The world of politics is, of course, filled with dogmatism, earned or not. People used to at least pay lip service to the old saying, “when the facts change, I change my mind.” Now there’s a tendency to simply ignore facts, or for people to come up with their own counter-factual worldview; they’re not changing their mind, but changing the facts to suit their mind (and it’s curious that lately it’s often the political novices, in a place like the US Congress, who seem to be the most dogmatic). What we need is more people, experts included, across the political spectrum, to admit that they still have things to learn.
Cillizza: One of the big things in the book is that we can keep learning at any age. Should that give some calm to people worried about President Joe Biden’s age — especially if he runs for a second term in 2024?
Vanderbilt: Every person is of course different, but the amazing phenomena of neural plasticity — literally the brain reshaping itself and adapting to new learning — is with us until we die. In the book, I encountered people well beyond my years who outperformed me in all sorts of tasks. We equate youth with learning and growth, and we fetishize the prodigy over the late-bloomer. I was intrigued by a comment one voice teacher made: She found it surprising that many people think it’s normal for a three-year-old to take private voice lessons, “yet it’s completely out of the question for someone 60 or older.” I’m not saying the old and the young are equally matched, but perhaps differently matched. When it comes to the brain, cognition slows, but wisdom grows.

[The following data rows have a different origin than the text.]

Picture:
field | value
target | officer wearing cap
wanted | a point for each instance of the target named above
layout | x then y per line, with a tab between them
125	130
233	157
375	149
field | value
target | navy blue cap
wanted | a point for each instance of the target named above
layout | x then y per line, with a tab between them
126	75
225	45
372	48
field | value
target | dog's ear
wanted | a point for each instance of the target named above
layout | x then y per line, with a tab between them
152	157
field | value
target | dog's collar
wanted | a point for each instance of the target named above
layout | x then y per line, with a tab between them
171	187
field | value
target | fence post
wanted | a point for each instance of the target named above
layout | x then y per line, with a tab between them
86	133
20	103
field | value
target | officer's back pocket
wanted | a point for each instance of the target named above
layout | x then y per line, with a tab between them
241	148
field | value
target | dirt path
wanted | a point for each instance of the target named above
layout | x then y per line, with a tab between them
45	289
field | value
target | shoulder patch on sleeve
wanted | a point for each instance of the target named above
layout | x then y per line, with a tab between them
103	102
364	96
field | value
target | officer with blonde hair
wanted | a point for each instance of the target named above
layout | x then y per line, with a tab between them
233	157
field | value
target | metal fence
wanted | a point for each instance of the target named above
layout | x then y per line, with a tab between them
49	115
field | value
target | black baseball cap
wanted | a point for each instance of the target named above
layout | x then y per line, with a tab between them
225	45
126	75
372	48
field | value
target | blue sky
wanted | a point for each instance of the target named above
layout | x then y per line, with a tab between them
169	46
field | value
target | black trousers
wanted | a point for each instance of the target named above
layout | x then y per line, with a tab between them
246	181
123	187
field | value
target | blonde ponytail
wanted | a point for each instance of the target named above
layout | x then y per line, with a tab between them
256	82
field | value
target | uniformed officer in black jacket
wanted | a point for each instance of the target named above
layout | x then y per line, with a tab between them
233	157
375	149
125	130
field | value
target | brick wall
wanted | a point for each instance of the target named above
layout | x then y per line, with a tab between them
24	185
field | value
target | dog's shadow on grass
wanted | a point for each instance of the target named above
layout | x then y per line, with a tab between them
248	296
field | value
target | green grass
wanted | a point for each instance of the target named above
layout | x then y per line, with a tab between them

Cillizza: Finish this sentence: “The biggest lesson my book taught me about human behavior is _____________.” Now, explain.
Vanderbilt: “People are not closed books.”
We begin so many things when we’re young. We try many different sports, we sing in the school choir, we draw, we’re told our horizons are endless. Over time, those horizons shrink; sometimes out of necessity, other times simply because we, or someone else, doesn’t believe we’re good enough to try our hand at something. Like a river flowing into a narrow canyon, there’s a sort of winnowing of experience, and it’s often difficult to swim upstream against that.
But we’re not done, our story’s not over. We may not become the next Picasso — no one can, he already was. But we can create things, move our body, express our voice and our vision, in our ways, in our time, at any age. Sometimes, people’s greatest passion is unlocked in some curious pursuit that’s totally outside what they normally do; the actor who throws pottery, the baseball player who starts a book club, the CEO who loves to do Ironmans. We shouldn’t think of these as distractions, or some watering down of who are, but our very strength.